Cohere competes in a crowded AI market, but its enterprise-only positioning distinguishes it from many rivals.
| Competitor | Primary Focus | Key Difference from Cohere |
|---|---|---|
| OpenAI | Consumer and enterprise | Consumer-first with ChatGPT; Cohere is enterprise-only |
| Anthropic | Safety-focused AI, enterprise | Strong enterprise push but also consumer-facing Claude |
| Google (Gemini) | Full-stack AI | Integrated with Google Cloud; Cohere is cloud-agnostic |
| Meta (LLaMA) | Open-source models | Open weights; Cohere offers managed enterprise deployment |
| Mistral AI | European enterprise AI | Similar enterprise focus; Cohere has broader multilingual coverage |
| Amazon (Bedrock) | Cloud AI marketplace | Platform that hosts multiple models including Cohere's |
Cohere's models are available through major cloud marketplaces including Amazon Web Services (via Bedrock), Microsoft Azure, Google Cloud, and Oracle Cloud Infrastructure. This multi-cloud availability, combined with on-premises options, gives enterprises flexibility that single-cloud providers cannot match.

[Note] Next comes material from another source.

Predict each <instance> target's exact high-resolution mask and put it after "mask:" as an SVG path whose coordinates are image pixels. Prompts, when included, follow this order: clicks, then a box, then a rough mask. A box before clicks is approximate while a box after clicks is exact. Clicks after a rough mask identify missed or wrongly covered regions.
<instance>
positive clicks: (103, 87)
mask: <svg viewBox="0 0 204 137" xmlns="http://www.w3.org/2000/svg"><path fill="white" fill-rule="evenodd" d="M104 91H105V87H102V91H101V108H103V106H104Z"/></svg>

For enterprises evaluating AI providers, the choice between Cohere, OpenAI, and Anthropic often comes down to deployment requirements, use case specialization, and data control [12][14]:
| Dimension | Cohere | OpenAI | Anthropic |
|---|---|---|---|
| Primary market | Enterprise only | Consumer + Enterprise | Consumer + Enterprise |
| Deployment options | API, VPC, on-premises, multi-cloud | API, Azure (enterprise) | API, AWS Bedrock, Google Cloud |
| Data control | Full control; data never leaves customer environment in VPC/on-prem | Data processed by OpenAI or Azure | Data processed by Anthropic or cloud partner |
| RAG specialization | Purpose-built Embed + Rerank + Command stack | General-purpose models + third-party retrieval | General-purpose models + third-party retrieval |
| Cloud agnosticism | Available on AWS, Azure, GCP, Oracle | Primarily Azure for enterprise | Primarily AWS for enterprise |
| Benchmark performance | Competitive on enterprise tasks; trails on general benchmarks | Leading on general benchmarks | Leading on reasoning and safety benchmarks |
| Multilingual depth | 23 languages (generation), 100+ (search) | ~95 languages | ~70 languages |
| Model efficiency | 111B params on 2 GPUs (Command A) | Requires more compute for comparable models | Requires more compute for comparable models |
Cohere's primary advantage is deployment flexibility and its purpose-built RAG stack. Organizations in regulated industries (financial services, healthcare, government) that need to keep data within their own infrastructure find Cohere's VPC and on-premises options difficult to match. However, Cohere's models do not match GPT-4o or Claude on general-purpose benchmarks, with reviewers noting that Cohere's strength is in enterprise-specific tasks rather than broad capability [14].
As of early 2026, Cohere is in a strong position within the enterprise AI market. Key developments include:
Cohere's trajectory reflects a broader industry trend toward specialized enterprise AI providers that prioritize deployment flexibility, data security, and domain-specific optimization over general-purpose consumer capabilities.